お薦めシネマ
ふたたび
2010年10月
SWING ME AGAIN
- 監督:塩屋俊
- 原作・脚本:八城潤一(『ふたたび』宝島社文庫)
- 音楽:中村幸代
- 出演:鈴木亮平、財津一郎、MINJI、陣内孝則、
古手川祐子、犬塚弘、藤村俊二、佐川満男 - 配給:ギャガ
2010年 日本映画 111分
ジャズバンドに青春の夢をかけた青年たちが、夢の実現を前にして突如解散となりました。しかし、それぞれの人生を歩んだ後、あのときに交わした約束を果たすため、50年後に再び出会い夢を果たすという、友情と家族愛の物語です。財津一郎さんが、頑固だけれど優しいおじいちゃんとして、いい味を出しています。
物語
両親と暮らす大学生の大翔(ヒロト・鈴木亮平)は、大学のバンドでトランペットを吹いている。彼にはあこがれのジャズバンドがあった。それは父が持っているレコードの中にある“COOL JAZZ QUINTETTE”だった。幻のジャズバンドと呼ばれ、たった一枚のレコードを残して姿を消していた。大翔は、レコードから聞こえてくるトランペットの音色にひかれ、どんなバンドなのか知りたいと思っていた。
ある日、父・良雄(陣内孝則)から、すでに亡くなったと教えられていた祖父が実は生きていて、同居することになったと打ち明けられた。さらに、祖父・健三郎(財津一郎)は、50年近くハンセン病療養所で暮らしていたことも知らされた。母・律子(古手川祐子)は、健三郎が家に来ることを快く思っていないようだ。
あまり語らない健三郎に、大翔はどう接したらいいのか分からずにいたが、“COOL JAZZ QUINTETTE”のレコードをかけたことから、健三郎が、あの幻のジャズバンド“COOL JAZZ QUINTETTE”のトランペッターであることを知る。
しかし、大翔の恋人は、大翔の祖父がハンセン病だったことを知り、家族から交際を反対されて去っていった。姉の縁談も破談となった。律子も、何かと健三郎の行動に制約をつけるようになる。
(C)2010「ふたたび」製作委員会
ある日、健三郎が消えた。やっと見つけた健三郎は、「人生でやり残したことがある」と、旅に出るという。不自由な体の健三郎を一人にできず、大翔も同行せざるをえなくなった。療養所の看護師:ハヨン(MINJI)もこの旅に同行した。

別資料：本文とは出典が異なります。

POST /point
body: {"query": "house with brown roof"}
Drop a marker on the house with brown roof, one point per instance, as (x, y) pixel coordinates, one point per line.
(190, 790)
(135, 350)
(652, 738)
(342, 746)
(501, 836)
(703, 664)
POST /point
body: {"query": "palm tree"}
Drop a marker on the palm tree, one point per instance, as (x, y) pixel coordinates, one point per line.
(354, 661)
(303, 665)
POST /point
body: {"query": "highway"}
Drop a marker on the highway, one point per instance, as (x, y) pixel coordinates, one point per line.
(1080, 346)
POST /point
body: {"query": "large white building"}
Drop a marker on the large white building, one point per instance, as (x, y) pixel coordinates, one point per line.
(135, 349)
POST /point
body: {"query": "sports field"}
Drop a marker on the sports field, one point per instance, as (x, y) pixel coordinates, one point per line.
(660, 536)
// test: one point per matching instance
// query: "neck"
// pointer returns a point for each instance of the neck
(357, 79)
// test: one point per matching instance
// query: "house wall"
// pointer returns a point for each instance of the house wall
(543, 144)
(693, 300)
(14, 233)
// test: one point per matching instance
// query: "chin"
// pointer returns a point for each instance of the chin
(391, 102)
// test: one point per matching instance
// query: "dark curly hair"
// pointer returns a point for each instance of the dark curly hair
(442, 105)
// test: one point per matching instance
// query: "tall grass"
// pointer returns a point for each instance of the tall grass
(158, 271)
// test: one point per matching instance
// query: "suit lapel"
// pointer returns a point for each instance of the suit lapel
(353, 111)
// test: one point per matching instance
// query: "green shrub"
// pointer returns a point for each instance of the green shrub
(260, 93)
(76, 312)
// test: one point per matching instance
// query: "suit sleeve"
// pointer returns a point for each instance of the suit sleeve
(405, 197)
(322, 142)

50年前、“COOL JAZZ QUINTETTE”の仲間は、いつか神戸のジャズクラブ「SONE」のステージに立つことが夢だった。その夢がかなう道が開かれたとき、健三郎が病気となり、「SONE」のステージに立つことができなくなったのだった。バンドから離れるとき、「いつかかならずSONEに立とう!」という仲間の言葉を、健三郎は50年間思い続け、療養所のある島で、毎日海に向かってトランペットを吹いていたのだった。健三郎は、残り少ない人生の終わりに、バラバラになったバンド仲間を訪ねたいと思っていた。その中には、バンドの紅一点、ピアニストの百合子(MINJI)もいた。彼女は、健三郎の恋人でそのとき身ごもっていたが、ハンセン病の子を産んだということで、家族からも産んだ子どもからも引き離されたのだった。その子が、大翔の父・良雄だった。
(C)2010「ふたたび」製作委員会
健三郎の出会いの旅につきあいながら、大翔は、祖父、父、そして自分へとつながる家族の絆を感じていた。
この映画に登場する人物の多くが、健三郎を受け入れています。社会から阻害されてきたハンセン病患者ですが、差別は人が作り出すものであって、その人への愛は病気であっても変わることがないということを示しているように感じました。父親を求めて心配しているのに、素直に表現できない良雄は、健三郎の思いを知って理解し、抱き合うとき、長い間父と暮らせなかった思いがあふれ出ます。最初は舅を嫌っていた律子ですが、健三郎が愛を持って自分を見ていると知ったとき、健三郎の愛の前に赦しを願う心になっていきます。愛の力を感じる場面です。
大飛は、「人間としてほうっておけない」とか「家族だから」という言葉を、当然のこととして純粋に言います。今の時代、大切な言葉として輝いていました。
ハンセン病というと、「砂の器」のように差別と偏見が重くのしかかってきます。1996年に「らい予防法」が廃しされても、未だに偏見は続いています。しかし、この映画は、差別や療養所での生活のつらさを前面に出さずに、複線として表現することで、心の奥にある人間の愛と苦しみを伝えています。
追記:
10月10日、ちょうどジャズフェスティバルが開催されている日に神戸を訪れました。三宮駅からカトリック神戸中央教会に向かう坂道の途中に、映画の中に登場したジャズクラブ「SONE」を見つけました。